Youngs. This court, in the case of Mandeville v. Riddle, 1 Cranch, 290. decided, that an action by a holder of a promissory note against an endorsor is only by reason of the value received, and yet in the case of Wilson v. Codman, 3 Cranch, 193. 208. this court decided that the averment of value received was an immaterial averment, and need not be proved.

16

In our case if notice were necessary to entitle the plaintiff to a verdict, it will be presumed, after verdict, that notice was proved.

17

The statute upon which this action is founded does not require notice. The declaration avers all that the statute requires to constitute a cause of action.
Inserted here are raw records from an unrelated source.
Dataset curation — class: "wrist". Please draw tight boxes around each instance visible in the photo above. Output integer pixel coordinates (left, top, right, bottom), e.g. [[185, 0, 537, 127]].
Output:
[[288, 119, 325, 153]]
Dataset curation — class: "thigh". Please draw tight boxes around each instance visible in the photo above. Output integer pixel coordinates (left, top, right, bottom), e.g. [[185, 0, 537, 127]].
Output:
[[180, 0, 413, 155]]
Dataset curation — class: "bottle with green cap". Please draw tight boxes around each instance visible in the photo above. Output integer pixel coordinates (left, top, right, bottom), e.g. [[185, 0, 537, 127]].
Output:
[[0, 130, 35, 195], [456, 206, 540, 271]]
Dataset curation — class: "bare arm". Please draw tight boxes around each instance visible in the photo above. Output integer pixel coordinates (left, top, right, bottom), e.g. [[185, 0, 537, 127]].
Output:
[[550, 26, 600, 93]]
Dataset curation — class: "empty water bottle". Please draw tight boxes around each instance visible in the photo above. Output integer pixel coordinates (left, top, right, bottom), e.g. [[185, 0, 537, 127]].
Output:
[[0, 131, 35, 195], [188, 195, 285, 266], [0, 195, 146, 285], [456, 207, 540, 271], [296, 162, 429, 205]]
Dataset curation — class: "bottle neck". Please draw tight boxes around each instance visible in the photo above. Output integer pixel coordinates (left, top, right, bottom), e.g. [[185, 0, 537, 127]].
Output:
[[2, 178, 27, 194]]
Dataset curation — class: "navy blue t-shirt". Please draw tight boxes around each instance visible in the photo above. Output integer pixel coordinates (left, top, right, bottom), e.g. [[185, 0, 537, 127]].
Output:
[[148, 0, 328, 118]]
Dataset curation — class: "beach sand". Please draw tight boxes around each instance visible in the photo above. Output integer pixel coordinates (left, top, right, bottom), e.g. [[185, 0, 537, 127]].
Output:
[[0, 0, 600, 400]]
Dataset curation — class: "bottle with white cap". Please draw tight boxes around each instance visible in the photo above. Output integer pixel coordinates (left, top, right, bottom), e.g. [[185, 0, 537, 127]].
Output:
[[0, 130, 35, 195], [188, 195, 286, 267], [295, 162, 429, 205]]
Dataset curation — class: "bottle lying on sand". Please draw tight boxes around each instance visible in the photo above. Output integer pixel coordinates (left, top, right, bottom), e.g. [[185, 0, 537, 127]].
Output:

The want of notice is only to be taken advantage of by the defendant in his defence at the trial. The time of bringing this action shows that reasonable notice was given. This court has decided that it is not necessary to give notice of a protest for non-acceptance.

18

As to the question of damages. The law of the place where the contract was made must prevail. The contract of the defendant as endorsor, was made in Alexandria. Every endorsement creates a new contract, and is in the nature of a new bill.

March 5.

19

MARSHALL, Ch. J. delivered the opinion of the court as follows, viz.

20

Upon a critical examination of the act of assembly on which this action is founded, the court is of opinion that it is rightly brought. Although the drawer of the bill was not liable to the damages of Virginia, the endorsor is subject to them, he having endorsed the bill in Alexandria. The words of the act are, that where a bill of exchange shall be protested, 'the drawer or endorser shall be subject to 15 per cent. damages thereon.' The third section gives an action of debt 'against the drawers or endorsors jointly, or against either of them, separately. The act of assembly appears to contemplate a distinct liability in the endorsor, founded on the contract created by his own endorsement, which is not affected by the extent of the liability of the drawer. This is the more reasonable, as a bill of exchange is taken as much on the credit of the endorsor, as of the drawer; and the endorsement is understood to be not simply the transfer of the paper, but a new and a substantive contract.

21

There is, however, an objection taken to this declaration. It omits to allege notice of the protest; an omission which is deemed fatal.

22

It has been argued that the act of assembly, which gives the action of debt, not requiring notice to be laid in the declaration, that requisite, which is only essential in an action founded on the custom of merchants, is totally dispensed with. But this court is not of that opinion. In giving the action of debt to the holder of a bill of exchange, and in giving it the dignity of a specialty, the legislature has not altered the character of the paper in other respects. It is still a pure commercial transaction governed by commercial law. Notice of the protest is still necessary, and the omission to aver it in the declaration is still fatal.

23

Had this error been moved in arrest of judgment, it is presumable the judgment would have been arrested; but it is not too late to allege, as error, in this court, a fault in the declaration, which ought to have prevented the rendition of a judgment in the court below.

24

The judgment is arrested, and the cause remanded with direction that the judgment be arrested.

25

After the opinion was delivered, Youngs praye that the cause might be remanded with leave to amend

26

MARSHALL, Ch. J. Here is a verdict which must be set aside before an amendment can be allowed.

27

It might be set aside by the court below, but this court can see no reason in the record for setting it aside.